During a visit of the modified Perry class Frigate at the base, the Captain highlighted the advantages of being able to leverage a global fleet of ships. Operating the Perry class has meant that the Australian Navy has been able to support it ships on operations by leveraging the global logistiocs supporting a fleet of such ships.
They have also modified the ship with new technology which allows it to have new weapons and C2 capabilities appropriate to evolving missions.
This example highlighted the importance of building ships which are capable of regular upgrades of software or weapons.
Also on base is a significant dry dock for ship repair, originally built to support Allied large deck naval carriers and battleships when built in 1945.
It is still in use and the cost of the facility is amortized in part by making it available for commercial purposes as well.
In short, the leadership of the Royal Australian Navy is working the infrastructure side of the evolving fleet hard.
But the challenge is a significant one and will require resources, and vision in shaping an appropriate infrastructure for the new classes of ships and the evolving concepts of operations.
Editor’s Note: The following note from Wikepedia provides an overview on the RAN ship inventory and locations:
The Royal Australian Navy (RAN) fleet is made up of 47 commissioned warships as of January 2016.
The main strength is the eleven frigates of the surface combatant force: eight Anzac class and three Adelaide class. Six Collins-class boats make up the submarine service, although due to the maintenance cycle not all submarines are active at any time.
Thirteen Armidale-class patrol boats perform coastal and economic exclusion zone patrols, and four Huon-class vessels are used for minehunting and clearance (another two are commissioned but in reserve since October 2011).
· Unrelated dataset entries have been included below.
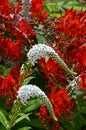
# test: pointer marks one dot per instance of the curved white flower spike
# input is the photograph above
(41, 50)
(27, 92)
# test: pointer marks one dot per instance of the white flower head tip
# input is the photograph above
(38, 51)
(41, 50)
(27, 92)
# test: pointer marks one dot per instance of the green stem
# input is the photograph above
(14, 114)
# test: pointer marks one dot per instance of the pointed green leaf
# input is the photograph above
(32, 105)
(21, 117)
(3, 119)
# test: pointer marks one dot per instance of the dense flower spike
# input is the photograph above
(27, 92)
(42, 50)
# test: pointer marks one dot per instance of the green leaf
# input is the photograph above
(32, 105)
(25, 128)
(3, 119)
(21, 117)
(41, 39)
(36, 123)
(27, 80)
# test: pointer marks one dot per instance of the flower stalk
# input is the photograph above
(41, 50)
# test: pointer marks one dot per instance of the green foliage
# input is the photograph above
(33, 104)
(55, 7)
(3, 119)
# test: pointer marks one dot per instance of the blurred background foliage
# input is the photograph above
(57, 7)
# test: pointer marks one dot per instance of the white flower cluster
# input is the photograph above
(26, 7)
(38, 51)
(27, 92)
(41, 50)
(73, 88)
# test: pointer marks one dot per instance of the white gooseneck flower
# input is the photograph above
(27, 92)
(41, 50)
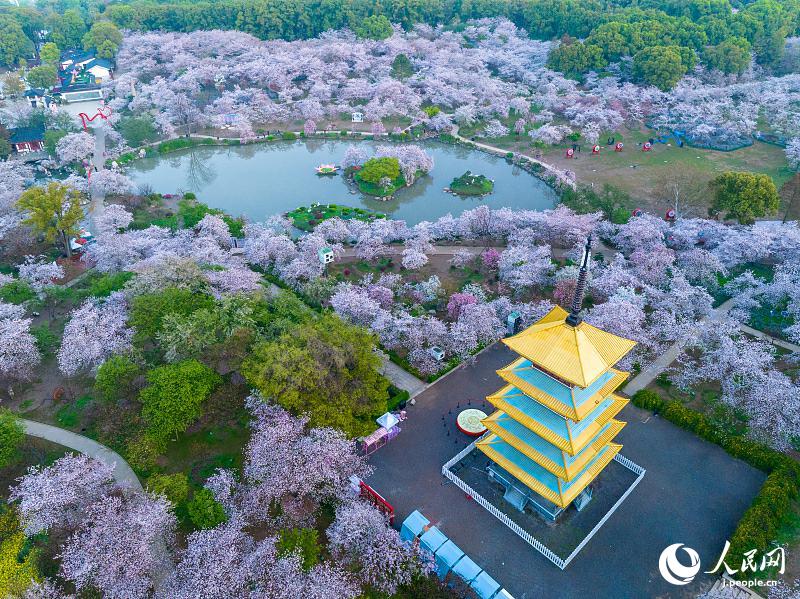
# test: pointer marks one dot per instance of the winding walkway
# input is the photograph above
(123, 473)
(559, 174)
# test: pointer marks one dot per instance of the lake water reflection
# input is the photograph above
(259, 180)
Replenishment at sea is provided by two ships, Sirius and Success, while the two Leeuwin-class and four Paluma-class vessels perform survey and charting duties.
In addition to the commissioned warships, the RAN operates the sail training ship Young Endeavour and two Cape-class patrol boats acquired from the Australian Border Force. Other auxiliaries and small craft are not operated by the RAN, but by DMS Maritime, who are contracted to provide support services.
The lion’s share of the RAN fleet is divided between Fleet Base East (HMAS Kuttabul, in Sydney) and Fleet Base West (HMAS Stirling, near Perth).
Mine warfare assets are located at HMAS Waterhen (also in Sydney), while HMAS Cairns in Cairns and HMAS Coonawarra in Darwin host the navy’s patrol and survey vessels.
The slideshow above highlights scenes from the day of the visit, including views of two ships out of commission, including HMAS Tobruk, L-50.
A New Zealand ship is seen as well.
The location of the fleet within the harbors is highlighted throughout.
The final photos show the 19th century buildings and the shot of the area which is a key area for upgrade is seen prior to the views of the 19th century buildings.
The next week, I visited the Maritime Museum in Sydney which is really an excellent experience to get a perspective on the role of maritime activities in the shaping of modern Australia.
Seen below is a shot of HMAS Onslow, a submarine of the Oberon-class submarines, the predecessor to the current Collins Class.
When I visited the HMAS Onslow that day, onboard was a retired Naval officer who had spent nearly 30 years onboard Australian submarines and he clearly was the guardian of the flame for the silent service, but was not so silent in articulating why he thought the Onslow was a wonderful vessel!
There he sat — in retirement — clearly ready to go to sea again with his submarine!